No one can buy more than one kg of onion: Habiganj DC

Consumers in Habiganj won't be allowed to buy more than a kilogramme of onions at a time, said the district administration today.
The decision has been taken in a special meeting to rein in the spiralling prices of the key cooking ingredient, reports our Moulvibazar correspondent.
The meeting was held in the office of Habiganj Deputy Commissioner Devi Chanda this afternoon to stabilise the price of onion and other essential products.
Wholesale traders won't be allowed to buy more than one or two sacks of onions at a time while retail buyers can purchase a maximum of one kg of onion, DC Devi Chanda told this correspondent over phone after the meeting.
Sellers must sell a minimum of 250 grams of onion, she added.
The DC said the price of onion at wholesale level cannot exceed Tk 120 and the retail price cannot exceed Tk 125.
According to traders, the district daily demand for onion is 30 metric tons.
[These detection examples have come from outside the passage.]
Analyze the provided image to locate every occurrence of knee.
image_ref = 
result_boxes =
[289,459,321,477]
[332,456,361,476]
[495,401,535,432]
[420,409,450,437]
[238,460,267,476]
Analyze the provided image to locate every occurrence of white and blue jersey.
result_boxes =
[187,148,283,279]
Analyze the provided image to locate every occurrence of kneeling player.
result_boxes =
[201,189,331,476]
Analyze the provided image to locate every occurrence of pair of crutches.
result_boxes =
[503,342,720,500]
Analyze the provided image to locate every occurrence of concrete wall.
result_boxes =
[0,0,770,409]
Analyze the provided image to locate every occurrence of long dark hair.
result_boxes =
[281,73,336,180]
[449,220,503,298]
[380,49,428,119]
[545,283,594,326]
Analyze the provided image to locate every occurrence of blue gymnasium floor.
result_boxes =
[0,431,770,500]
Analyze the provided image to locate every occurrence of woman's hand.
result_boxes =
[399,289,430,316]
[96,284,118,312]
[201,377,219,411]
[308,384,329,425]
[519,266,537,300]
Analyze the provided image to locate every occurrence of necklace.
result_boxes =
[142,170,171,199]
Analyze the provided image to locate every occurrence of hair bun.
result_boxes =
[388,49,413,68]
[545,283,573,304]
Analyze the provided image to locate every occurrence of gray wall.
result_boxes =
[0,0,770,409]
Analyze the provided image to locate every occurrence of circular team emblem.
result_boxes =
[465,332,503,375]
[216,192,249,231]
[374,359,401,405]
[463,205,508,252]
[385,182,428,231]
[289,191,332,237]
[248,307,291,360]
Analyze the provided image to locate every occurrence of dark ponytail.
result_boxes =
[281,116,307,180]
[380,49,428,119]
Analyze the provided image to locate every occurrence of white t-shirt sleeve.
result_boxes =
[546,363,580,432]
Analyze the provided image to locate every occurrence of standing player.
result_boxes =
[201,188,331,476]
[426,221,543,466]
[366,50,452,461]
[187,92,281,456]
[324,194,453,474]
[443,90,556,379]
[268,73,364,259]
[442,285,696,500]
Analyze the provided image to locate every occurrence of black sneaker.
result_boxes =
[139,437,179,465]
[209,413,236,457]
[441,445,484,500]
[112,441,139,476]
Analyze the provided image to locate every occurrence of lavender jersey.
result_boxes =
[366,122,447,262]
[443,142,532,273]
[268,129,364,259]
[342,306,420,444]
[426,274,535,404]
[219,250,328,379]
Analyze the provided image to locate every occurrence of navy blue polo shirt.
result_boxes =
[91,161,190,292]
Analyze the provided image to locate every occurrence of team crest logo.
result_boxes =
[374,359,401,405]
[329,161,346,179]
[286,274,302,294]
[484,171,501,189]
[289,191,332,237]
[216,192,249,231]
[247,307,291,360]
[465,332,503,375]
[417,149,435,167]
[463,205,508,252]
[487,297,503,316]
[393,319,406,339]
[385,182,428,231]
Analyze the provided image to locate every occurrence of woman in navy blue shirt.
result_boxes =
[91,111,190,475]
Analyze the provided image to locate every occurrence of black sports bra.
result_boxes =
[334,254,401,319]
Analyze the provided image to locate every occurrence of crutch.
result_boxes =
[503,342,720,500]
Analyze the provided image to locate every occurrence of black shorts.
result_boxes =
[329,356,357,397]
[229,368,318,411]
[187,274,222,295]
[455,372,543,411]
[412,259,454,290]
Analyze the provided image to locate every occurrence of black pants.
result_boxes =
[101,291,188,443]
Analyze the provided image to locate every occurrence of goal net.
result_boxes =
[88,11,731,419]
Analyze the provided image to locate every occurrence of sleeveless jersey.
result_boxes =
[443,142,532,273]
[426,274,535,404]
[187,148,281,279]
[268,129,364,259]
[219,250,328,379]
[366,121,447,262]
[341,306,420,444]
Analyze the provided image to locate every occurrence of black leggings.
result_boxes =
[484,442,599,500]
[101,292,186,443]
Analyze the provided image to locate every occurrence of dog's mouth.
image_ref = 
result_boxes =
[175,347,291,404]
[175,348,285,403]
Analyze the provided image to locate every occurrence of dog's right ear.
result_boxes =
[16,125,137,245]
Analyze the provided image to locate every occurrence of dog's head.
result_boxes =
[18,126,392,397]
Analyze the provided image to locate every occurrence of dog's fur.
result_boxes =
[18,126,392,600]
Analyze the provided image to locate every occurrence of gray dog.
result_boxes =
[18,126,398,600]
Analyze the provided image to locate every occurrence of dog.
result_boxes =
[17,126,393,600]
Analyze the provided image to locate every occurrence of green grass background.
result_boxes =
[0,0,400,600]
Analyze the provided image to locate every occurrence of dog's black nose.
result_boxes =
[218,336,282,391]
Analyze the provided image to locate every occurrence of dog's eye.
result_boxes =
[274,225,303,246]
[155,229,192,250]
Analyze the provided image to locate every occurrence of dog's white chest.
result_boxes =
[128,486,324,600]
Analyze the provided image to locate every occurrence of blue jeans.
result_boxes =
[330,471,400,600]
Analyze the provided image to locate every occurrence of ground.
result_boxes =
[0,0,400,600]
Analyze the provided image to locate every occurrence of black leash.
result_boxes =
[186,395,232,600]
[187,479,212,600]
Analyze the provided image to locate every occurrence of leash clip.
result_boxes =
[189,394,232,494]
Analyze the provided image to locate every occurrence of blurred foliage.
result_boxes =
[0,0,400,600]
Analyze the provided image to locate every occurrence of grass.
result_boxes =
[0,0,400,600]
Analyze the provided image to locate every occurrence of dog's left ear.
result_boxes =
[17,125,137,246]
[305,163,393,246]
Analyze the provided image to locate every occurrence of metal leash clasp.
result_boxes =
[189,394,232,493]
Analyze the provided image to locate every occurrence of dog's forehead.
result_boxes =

However, the district has two days stock of the kitchen essential.
Meanwhile, the district administration of Thakurgaon and Barishal has conducted mobile courts to force local onion traders to sell the kitchen item at fair price.
In Chattogram, Deputy Commissioner Abul Bashar Mohammed Farkhuzzaman today urged the retailers and traders of onions in the port city to make lower profit and asked them not to store the vegetable.
On Sunday, onion prices shot up by more than Tk 100 per kg to Tk 240 overnight following India's announcement of an export ban on the vegetable from December 8 to March next year.
India is a major source of the key cooking ingredient for Bangladesh.
The government has taken the initiative to import some 52,000 tonnes of onion from India against the LCs that were opened earlier before the ban was slapped by the neighbouring country in a bid to curtail the price of the kitchen essential in local markets.
The Ministry of Commerce has already sent a letter to the Bangladesh High Commission to take the necessary action in this regard.